Dear Hebrew Academy Community:
The Gemara in Massechet Shabbat (88a) offers a very puzzling interpretation of what at first glance seems to be a rather simple statement about Ma’amad Har Sinai. Moshe, we read (Shmot 19:17), brought the People out of the camp toward God, and “Vayityatzvu B’Tachtit HaHar’ which is almost universally translated as “They stood at the foot of the mountain.” The Gemara, however, reports, that the translation should be that they stood beneath the mountain. That is, “Kafah Aleihem et HaHar K’Gigit—God held the mountain over their heads like a barrel” and said to them “If you accept the Torah, that is good, but if you do not accept it “Shom Tehai Kivuratchem—There will be your grave.” Not at all like the story of Matan Torah which we have all known since early childhood. In fact, Rav Acha Bar Yakov immediately raises a legal objection: If the Jewish People accepted the Torah only under duress does that not supply a ready excuse for anyone who sins? After all we all know that a contract is binding only if entered into willingly. The Gemara solves the legal problem by reporting that, based on a verse in Megillat Esther, centuries later the Jewish People willingly accepted the Torah as binding on themselves and future generations—that’s us—in response to the miraculous salvation of Purim. But if the Gemara’s answer affirms our responsibility to obey the Torah it does not do much to make one feel inspired by our ancestors’ acceptance of the Torah as described in this week’s and next week’s Torah readings.

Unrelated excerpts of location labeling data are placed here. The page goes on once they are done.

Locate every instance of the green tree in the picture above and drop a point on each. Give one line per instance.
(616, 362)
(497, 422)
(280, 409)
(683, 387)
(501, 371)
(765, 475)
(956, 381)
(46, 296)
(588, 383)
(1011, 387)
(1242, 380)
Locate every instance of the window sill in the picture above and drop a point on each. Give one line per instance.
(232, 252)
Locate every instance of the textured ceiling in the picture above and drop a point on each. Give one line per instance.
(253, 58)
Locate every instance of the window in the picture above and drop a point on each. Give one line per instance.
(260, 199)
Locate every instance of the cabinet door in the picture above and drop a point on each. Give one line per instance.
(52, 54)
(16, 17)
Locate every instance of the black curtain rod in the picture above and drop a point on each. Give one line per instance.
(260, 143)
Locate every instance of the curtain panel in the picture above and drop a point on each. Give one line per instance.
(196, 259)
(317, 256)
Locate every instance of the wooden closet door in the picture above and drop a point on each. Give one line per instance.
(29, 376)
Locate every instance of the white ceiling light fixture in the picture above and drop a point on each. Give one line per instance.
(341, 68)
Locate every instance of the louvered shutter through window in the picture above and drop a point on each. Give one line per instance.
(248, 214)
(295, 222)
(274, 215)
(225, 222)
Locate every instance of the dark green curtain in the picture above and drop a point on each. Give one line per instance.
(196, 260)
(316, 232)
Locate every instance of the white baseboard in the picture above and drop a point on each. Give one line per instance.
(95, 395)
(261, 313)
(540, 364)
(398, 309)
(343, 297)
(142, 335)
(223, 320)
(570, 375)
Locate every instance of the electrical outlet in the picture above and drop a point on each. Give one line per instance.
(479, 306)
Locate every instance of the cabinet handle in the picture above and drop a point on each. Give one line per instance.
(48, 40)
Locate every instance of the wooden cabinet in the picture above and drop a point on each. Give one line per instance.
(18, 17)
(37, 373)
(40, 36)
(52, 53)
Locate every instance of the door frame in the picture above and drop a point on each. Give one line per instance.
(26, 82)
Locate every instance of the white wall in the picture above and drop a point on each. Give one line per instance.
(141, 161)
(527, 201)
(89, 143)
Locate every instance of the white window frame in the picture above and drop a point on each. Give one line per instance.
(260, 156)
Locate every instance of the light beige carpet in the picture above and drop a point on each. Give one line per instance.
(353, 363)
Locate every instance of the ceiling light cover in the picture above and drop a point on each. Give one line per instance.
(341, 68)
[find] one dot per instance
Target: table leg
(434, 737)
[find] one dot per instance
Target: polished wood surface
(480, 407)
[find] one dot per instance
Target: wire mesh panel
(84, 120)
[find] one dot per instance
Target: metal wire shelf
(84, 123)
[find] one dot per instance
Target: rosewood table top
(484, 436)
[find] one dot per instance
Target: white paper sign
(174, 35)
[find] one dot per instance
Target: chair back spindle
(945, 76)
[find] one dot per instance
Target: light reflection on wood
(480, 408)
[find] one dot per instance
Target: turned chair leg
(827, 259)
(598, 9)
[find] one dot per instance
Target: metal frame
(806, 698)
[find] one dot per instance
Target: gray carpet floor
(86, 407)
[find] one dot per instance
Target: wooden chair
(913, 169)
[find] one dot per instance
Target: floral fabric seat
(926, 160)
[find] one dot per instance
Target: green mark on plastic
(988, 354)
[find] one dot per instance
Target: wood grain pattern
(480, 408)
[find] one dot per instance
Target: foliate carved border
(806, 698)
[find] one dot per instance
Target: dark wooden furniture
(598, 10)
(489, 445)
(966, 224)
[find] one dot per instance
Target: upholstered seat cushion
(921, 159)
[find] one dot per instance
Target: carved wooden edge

My friend and teacher Rabbi Dr. Jacob J. Schacter has a creative and satisfying interpretation of the Gemara which he bases on a Midrashic statement which connects the words “Vayityatzvu B’Tachtit HaHar--And they stood at the foot of the mountain” with a verse in Shir HaShirim (2:14): Yonati B’Chagvei HaSelah, B’Saiter HaMadraigah—My dove is in the clefts of the rocks, in the concealment of the terrace.” What the Midrash is telling us, explains Rabbi Schacter, is that HaKadosh Baruch Hu held the mountain over the heads of Klal Yisrael not as a threat but as a form of protection. I looked it up: The average June temperature in the virtually treeless Sinai is 99 degrees and even hotter in the mid-day sun. Hundreds of thousands of men, women and children standing in the sweltering heat with no shade to be found: So, as suggested in Shir HaShirim, the song of the love of the Jewish People and God, Hashem lifted the mountain over their heads and provided them with shade and protection as the miraculous events of the Revelation of Sinai were taking place.
And now we can better understand the unusual wording of “Shom Tehai Kivuratchem—There will be your grave.” It would have made more sense if Hashem had said Po (here) will be your grave: That is, if you accept the Torah that’s terrific but if you don’t I’m about to drop this mountain on you and this will be the site of your graves. But God was not threatening the Jewish People with the possibility of imminent death; He was issuing a warning for future generations. You are about to leave here safely and go on to Eretz Yisrael, Hashem told them, but someday your descendants will find themselves spread throughout the world. If at that time—whether they are in Morocco, Germany, Poland, Yerushalayim or Miami—they do not accept the Torah, do not do whatever needs to be done to observe and perpetuate Torah, Shom Tehai Kivuratchem, that is where you will cease to exist.
I would suggest the novel interpretation of another seemingly straightforward Pasuk in our Parasha might be the key to making sure that this does not happen to our community. God instructs Moshe to tell the people standing at the foot of the mountain Hishamru Lakhem Alot BaHar U-ne-go-ah B’Katzaihu; Kol hanogai’ah BaHar mot yamut –Be careful not to ascend the mountain or even touch its edge; anyone who touches the mountain will die (Shmot 19:12).” The Kotzker Rebbie, Rabbi Menachem Mendel Morgensztern of Kotzk, (1787–1859, commented that we should understand God’s instruction to mean that we not ascend the mountain of God and be content only with just touching the edge because a superficial religious life is no guarantee for long-term and substantive survival. Even we in our community whose lives are so tied to Judaism—Shabbat, Chagim, Tsedaka, Kashrut, and so much more—need to make sure that Torah is the core of our existence and that we are neither merely going through the motions of habitual religious observance nor observing Mitzvot without allowing Torah values to shape every aspect of our very being. It is only profound and consistent devotion to Torah, to Halakha and Torah values, that allows us to transmit authentic Judaism to our children and grandchildren.